External validity could also be affected if trials have treatment protocols that differ from usual clinical practice or have too stringent limitations on the use of cointerventions. Further, to be able to adequately apply the results of the trial in clinical practice, the treatments should be described in detail to allow for adequate reproducibility. Our results highlight the lack of descriptions of nontrial treatments in two-thirds of the reports of pharmacologic trials and that descriptions of all the components of nonpharmacologic trials were lacking, especially in reports of surgery (45).
Finally, despite a specific item of the CONSORT Statement dedicated to external validity, very few articles considered this issue in the discussion section.

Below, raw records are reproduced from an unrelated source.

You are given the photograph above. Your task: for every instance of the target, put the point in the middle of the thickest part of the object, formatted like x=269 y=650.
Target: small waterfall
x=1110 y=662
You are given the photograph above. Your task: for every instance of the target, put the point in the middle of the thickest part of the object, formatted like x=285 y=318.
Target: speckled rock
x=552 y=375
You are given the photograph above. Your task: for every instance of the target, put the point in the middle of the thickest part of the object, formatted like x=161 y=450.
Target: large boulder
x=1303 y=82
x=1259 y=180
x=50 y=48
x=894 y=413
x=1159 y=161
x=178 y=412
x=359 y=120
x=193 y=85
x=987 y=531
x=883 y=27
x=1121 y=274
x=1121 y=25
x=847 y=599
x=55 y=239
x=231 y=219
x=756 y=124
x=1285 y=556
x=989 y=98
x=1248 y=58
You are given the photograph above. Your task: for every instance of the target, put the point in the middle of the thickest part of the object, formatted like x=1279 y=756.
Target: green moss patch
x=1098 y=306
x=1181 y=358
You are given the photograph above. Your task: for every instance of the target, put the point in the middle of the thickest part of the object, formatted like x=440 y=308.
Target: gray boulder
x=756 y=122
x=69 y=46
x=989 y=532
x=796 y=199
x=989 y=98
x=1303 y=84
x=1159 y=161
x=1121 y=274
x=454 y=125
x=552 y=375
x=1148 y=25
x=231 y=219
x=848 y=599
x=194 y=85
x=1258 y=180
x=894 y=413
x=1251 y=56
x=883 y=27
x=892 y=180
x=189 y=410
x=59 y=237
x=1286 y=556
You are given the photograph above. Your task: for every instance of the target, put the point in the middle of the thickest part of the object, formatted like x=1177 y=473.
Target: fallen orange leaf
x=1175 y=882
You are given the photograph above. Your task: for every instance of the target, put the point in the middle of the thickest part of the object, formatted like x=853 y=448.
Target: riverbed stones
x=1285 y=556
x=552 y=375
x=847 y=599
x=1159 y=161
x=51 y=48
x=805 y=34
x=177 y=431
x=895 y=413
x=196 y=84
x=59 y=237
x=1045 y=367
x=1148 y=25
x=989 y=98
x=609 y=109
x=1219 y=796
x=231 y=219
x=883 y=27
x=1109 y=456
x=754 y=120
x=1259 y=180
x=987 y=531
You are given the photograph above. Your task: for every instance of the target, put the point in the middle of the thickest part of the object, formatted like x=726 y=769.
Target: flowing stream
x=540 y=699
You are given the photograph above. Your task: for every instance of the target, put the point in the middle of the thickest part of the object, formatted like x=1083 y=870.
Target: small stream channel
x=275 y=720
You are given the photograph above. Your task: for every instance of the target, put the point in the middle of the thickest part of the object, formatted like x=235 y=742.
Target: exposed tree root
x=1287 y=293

Our study has several limitations. First, we focused on the reporting of the trial, not its conduct. Consequently, these results highlight the lack of adequate reporting of external validity criteria and do not provide information on the applicability of the results of the trial. Second, the results related to the rate of poorly justified exclusion criteria might be underestimated. In fact, some researchers have highlighted the inadequate reporting of eligibility criteria when comparing the published article with the protocol(46); among an average of 31 eligibility criteria, only 63% were described in the main trial reports. Third, we focused on RCTs assessing hip and knee OA, and these results should be confirmed in other medical areas. However, we chose this disease because it is frequent and involves a wide range of pharmacologic and nonpharmacologic treatments. Further, the authors had some expertise in rheumatology and orthopedics and could therefore adequately evaluate the context of the trials.
In conclusion, this study highlights the lack of consideration of external validity in published reports of RCTs. Much attention is paid to the internal validity of clinical trials; however, even results of well-designed clinical trials are of limited use to clinicians if they have poor external validity and are not applicable to the patients for whom the intervention is designed. Recently the CONSORT group developed an extension of the CONSORT Statements for pragmatic trials. This extension increases the focus on data related to external validity. This initiative should help improve the consideration of external validity.